Durante todo o dia, a animação está garantida para as famílias no Jardim Oudinot – há jogos, oficinas, atividades desportivas e animação de jardim. No Navio-Museu Santo André, há novas exposições para ver (“Virar o Bacalhau: As Mulheres das Secas” e “As Mulheres e a Pesca do Bacalhau”) e visitas orientadas por antigos tripulantes, que recordam aventuras em alto mar.
Dois pontos altos do Festival do Bacalhau são, sempre, a “Corrida Mais Louca da Ria”, no dia 16 de agosto, sábado, às 17 horas; e a “Volta ao Cais em Pasteleira”, a 17 de agosto, domingo, com partida no Cais dos Bacalhoeiros, na Gafanha da Nazaré, às 17 horas.
Uma vez mais, o Município de Ílhavo compromete-se com as boas práticas no Festival do Bacalhau. Em termos ecológicos, a organização procura revalidar o selo de eco-evento, mantendo, para isso, a habitual separação e redução de resíduos. Em termos de inclusão e de acessibilidade, todos os concertos do Palco Estibordo e dois showcookings terão interpretação em língua gestual portuguesa. As pessoas com mobilidade condicionada poderão assistir aos concertos do Palco Estibordo numa plataforma específica e terão acesso a duas zonas de estacionamento dedicadas a estas pessoas – uma a sul do Jardim Oudinot, junto ao Ecomare, e outra a norte, junto ao ancoradouro.

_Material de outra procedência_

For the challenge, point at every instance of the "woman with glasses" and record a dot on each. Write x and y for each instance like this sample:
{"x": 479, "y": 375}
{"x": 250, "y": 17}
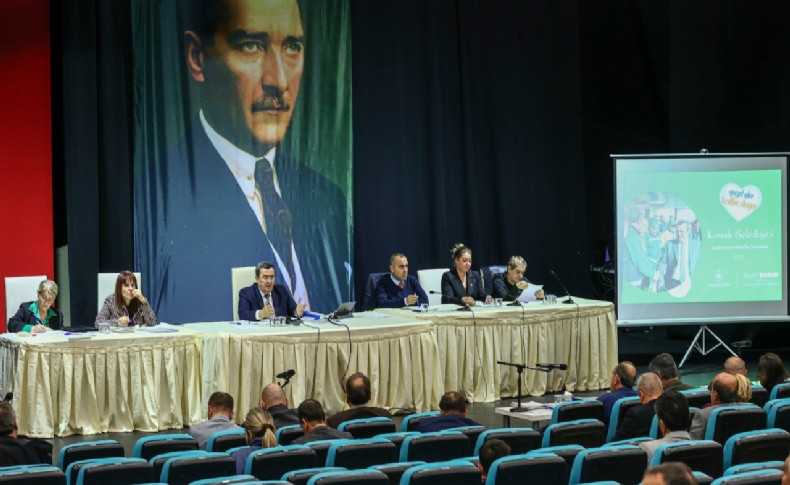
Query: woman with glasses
{"x": 127, "y": 305}
{"x": 38, "y": 316}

Para a realização deste evento, a Câmara Municipal de Ílhavo conta com cerca 50 colaboradores e mais de 500 voluntários (entre organização e associações participantes).
O Festival do Bacalhau é uma aposta na valorização da história e das tradições do município, na dinamização da economia local e na atratividade turística do território, onde a gastronomia, o mar e a ria são marcas muito fortes.